Em outros perfis, a experiência é bem diferente. Antônio Pitanga, por exemplo, raramente é visto na TV agora, apesar de ter uma carreira consolidada na atuação. Ele até esteve em Amor Perfeito (2023), mas seu personagem é o completo oposto dos que Fagundes vem interpretando nos últimos anos. O Dom Vitório não era um papel indispensável para a história, e seus atos pouco refletiam na trama principal.
"Uma das diferenças do ator idoso branco e do ator idoso negro é o fato de o negro ser representado totalmente fora de um núcleo familiar. Ou ele pode sequer ter uma profissão. Ele também mal tem função para a trama; está num cargo muito secundário, apático, solto na narrativa. Não tem casa, não tem cenário, não tem netos, para poder exercer toda a questão do sentimento de pertencimento, de união, que o homem branco vai ter", reitera Moratelli.
joão miguel júnior/tv globo
Pitanga como dom Vitório em Amor Perfeito
A gente viu isso em Amor Perfeito. Ótimo que tem um núcleo de idosos, ótimo que traga atores que estavam muito tempo afastados da TV para exercer a profissão, mas também é preciso um pouco mais. É preciso dar uma narrativa para essas pessoas na história, fazê-las questionar a própria vida, pensarem além. É preciso pensar o que o faz tão primordial ali.

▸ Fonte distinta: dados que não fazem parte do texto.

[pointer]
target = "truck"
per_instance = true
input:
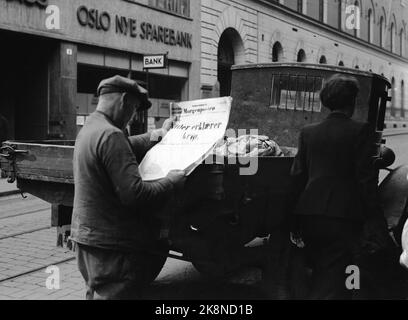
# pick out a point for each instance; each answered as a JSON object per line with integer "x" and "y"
{"x": 223, "y": 219}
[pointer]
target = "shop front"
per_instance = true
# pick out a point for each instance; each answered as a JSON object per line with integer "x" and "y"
{"x": 56, "y": 52}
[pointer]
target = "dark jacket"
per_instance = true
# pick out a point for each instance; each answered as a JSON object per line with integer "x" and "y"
{"x": 110, "y": 197}
{"x": 334, "y": 170}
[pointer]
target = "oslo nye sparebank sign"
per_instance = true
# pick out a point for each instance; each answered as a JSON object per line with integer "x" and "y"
{"x": 102, "y": 20}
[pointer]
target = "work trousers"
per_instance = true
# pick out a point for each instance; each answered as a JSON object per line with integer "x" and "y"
{"x": 330, "y": 246}
{"x": 115, "y": 275}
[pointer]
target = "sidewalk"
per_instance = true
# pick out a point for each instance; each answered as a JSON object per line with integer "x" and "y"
{"x": 7, "y": 189}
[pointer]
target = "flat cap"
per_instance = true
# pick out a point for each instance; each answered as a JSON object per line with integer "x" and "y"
{"x": 121, "y": 84}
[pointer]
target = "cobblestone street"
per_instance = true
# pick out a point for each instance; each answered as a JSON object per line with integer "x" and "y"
{"x": 28, "y": 247}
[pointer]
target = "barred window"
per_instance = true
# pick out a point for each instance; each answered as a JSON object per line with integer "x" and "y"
{"x": 294, "y": 92}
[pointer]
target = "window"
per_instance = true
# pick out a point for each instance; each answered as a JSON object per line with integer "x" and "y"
{"x": 300, "y": 6}
{"x": 357, "y": 12}
{"x": 296, "y": 92}
{"x": 382, "y": 31}
{"x": 301, "y": 56}
{"x": 392, "y": 37}
{"x": 340, "y": 12}
{"x": 370, "y": 28}
{"x": 393, "y": 91}
{"x": 180, "y": 7}
{"x": 321, "y": 10}
{"x": 402, "y": 43}
{"x": 277, "y": 52}
{"x": 402, "y": 99}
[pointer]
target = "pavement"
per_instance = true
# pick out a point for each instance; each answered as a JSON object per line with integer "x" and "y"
{"x": 394, "y": 132}
{"x": 28, "y": 248}
{"x": 7, "y": 188}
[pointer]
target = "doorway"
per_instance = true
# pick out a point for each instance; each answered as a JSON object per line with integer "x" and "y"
{"x": 24, "y": 82}
{"x": 230, "y": 51}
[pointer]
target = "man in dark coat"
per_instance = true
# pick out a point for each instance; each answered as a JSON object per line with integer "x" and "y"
{"x": 337, "y": 190}
{"x": 404, "y": 241}
{"x": 113, "y": 223}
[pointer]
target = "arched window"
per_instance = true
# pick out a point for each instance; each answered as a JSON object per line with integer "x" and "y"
{"x": 402, "y": 99}
{"x": 393, "y": 95}
{"x": 340, "y": 13}
{"x": 392, "y": 37}
{"x": 277, "y": 52}
{"x": 370, "y": 28}
{"x": 382, "y": 25}
{"x": 357, "y": 12}
{"x": 321, "y": 10}
{"x": 301, "y": 56}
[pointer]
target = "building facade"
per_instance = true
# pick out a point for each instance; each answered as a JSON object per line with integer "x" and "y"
{"x": 55, "y": 52}
{"x": 367, "y": 34}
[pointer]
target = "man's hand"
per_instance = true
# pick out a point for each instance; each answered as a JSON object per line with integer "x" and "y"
{"x": 159, "y": 134}
{"x": 177, "y": 178}
{"x": 404, "y": 241}
{"x": 168, "y": 124}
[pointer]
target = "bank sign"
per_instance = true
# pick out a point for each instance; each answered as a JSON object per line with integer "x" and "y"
{"x": 158, "y": 61}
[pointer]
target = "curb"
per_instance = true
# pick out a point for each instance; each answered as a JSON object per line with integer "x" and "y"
{"x": 9, "y": 193}
{"x": 397, "y": 133}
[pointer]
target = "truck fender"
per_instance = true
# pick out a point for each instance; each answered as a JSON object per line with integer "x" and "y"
{"x": 394, "y": 199}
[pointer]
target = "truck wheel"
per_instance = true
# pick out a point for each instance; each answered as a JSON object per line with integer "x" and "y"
{"x": 212, "y": 269}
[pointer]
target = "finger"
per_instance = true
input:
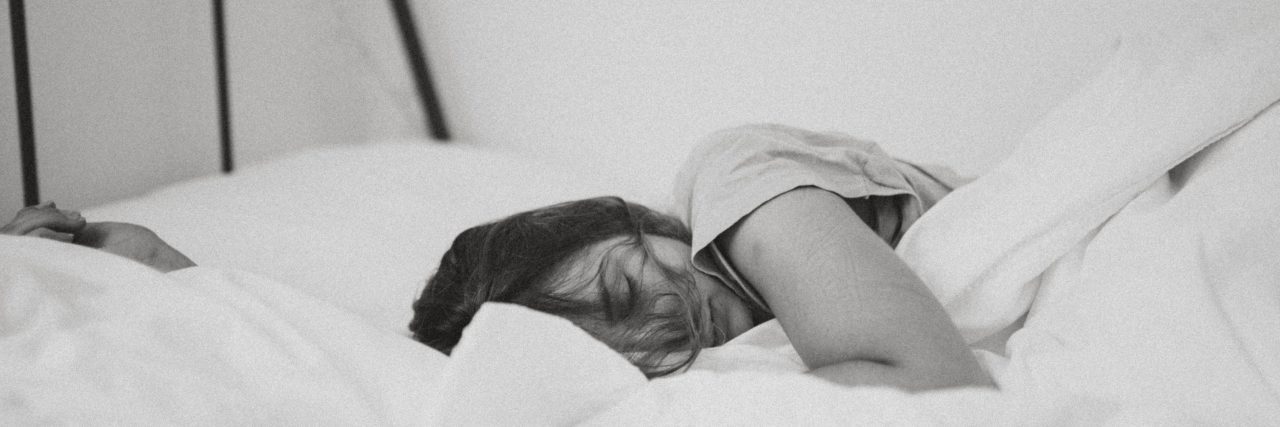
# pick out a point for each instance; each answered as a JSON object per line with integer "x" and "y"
{"x": 53, "y": 235}
{"x": 44, "y": 215}
{"x": 68, "y": 221}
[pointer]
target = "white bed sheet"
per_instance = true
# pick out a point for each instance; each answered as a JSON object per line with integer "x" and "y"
{"x": 1164, "y": 313}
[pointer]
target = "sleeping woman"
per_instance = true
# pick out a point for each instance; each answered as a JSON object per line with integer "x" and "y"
{"x": 781, "y": 223}
{"x": 771, "y": 223}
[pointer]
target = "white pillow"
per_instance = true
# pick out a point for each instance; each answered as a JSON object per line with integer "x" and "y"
{"x": 1166, "y": 93}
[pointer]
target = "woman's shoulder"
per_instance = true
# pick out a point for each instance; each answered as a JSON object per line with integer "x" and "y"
{"x": 775, "y": 139}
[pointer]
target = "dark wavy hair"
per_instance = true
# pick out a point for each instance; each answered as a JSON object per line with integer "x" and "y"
{"x": 536, "y": 260}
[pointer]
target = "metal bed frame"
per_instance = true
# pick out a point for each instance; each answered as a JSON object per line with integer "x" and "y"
{"x": 412, "y": 45}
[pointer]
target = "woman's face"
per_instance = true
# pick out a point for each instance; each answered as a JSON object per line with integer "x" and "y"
{"x": 725, "y": 313}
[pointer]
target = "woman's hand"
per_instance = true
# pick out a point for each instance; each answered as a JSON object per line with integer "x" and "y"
{"x": 133, "y": 242}
{"x": 45, "y": 220}
{"x": 854, "y": 311}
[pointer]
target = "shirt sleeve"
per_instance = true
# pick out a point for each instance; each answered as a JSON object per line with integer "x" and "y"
{"x": 734, "y": 171}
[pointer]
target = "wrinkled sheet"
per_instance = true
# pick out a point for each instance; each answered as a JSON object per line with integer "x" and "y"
{"x": 1160, "y": 307}
{"x": 87, "y": 338}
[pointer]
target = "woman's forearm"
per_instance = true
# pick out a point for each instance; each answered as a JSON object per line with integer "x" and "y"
{"x": 874, "y": 373}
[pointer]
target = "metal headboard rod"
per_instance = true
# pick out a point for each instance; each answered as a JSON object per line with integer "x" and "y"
{"x": 417, "y": 65}
{"x": 22, "y": 88}
{"x": 224, "y": 102}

A questão perpassa a discussão da representatividade, algo muito maior do que simplesmente ter um núcleo de atores idosos. Para o jornalista, as tramas deveriam se aprofundar em questões pertinentes às pessoas mais velhas, além de colocá-las em posição de protagonismo e importância. Escalá-las como um "enfeite" só reafirmaria um outro estereótipo: o de que elas são incapazes.
Pitanga sentiu isso na pele. Também entrevistado para o livro de Moratelli, o ator teve de fazer malabarismos para provar que ainda era capaz de exercer sua profissão. Para o jornalista, ele contou que passou um dia inteiro com um diretor, passeando e conversando, apenas para provar que não tinha perdido suas capacidades mentais --e que seria plenamente apto de viver Cristóvão, o protagonista de Casa de Antiguidades (2020).
"Para mudar isso, é preciso entender os idosos na sua complexidade --inclusive nas produções audiovisuais. Um exemplo é falar da questão da sexualidade do idoso. O idoso também dá beijo na boca, também transa, né? Também é legal colocá-lo inserido no mercado de trabalho, já que a gente está tratando de uma população que envelhece mais tarde... Enfim, é importante tratar de questões específicas desse público", conclui o jornalista.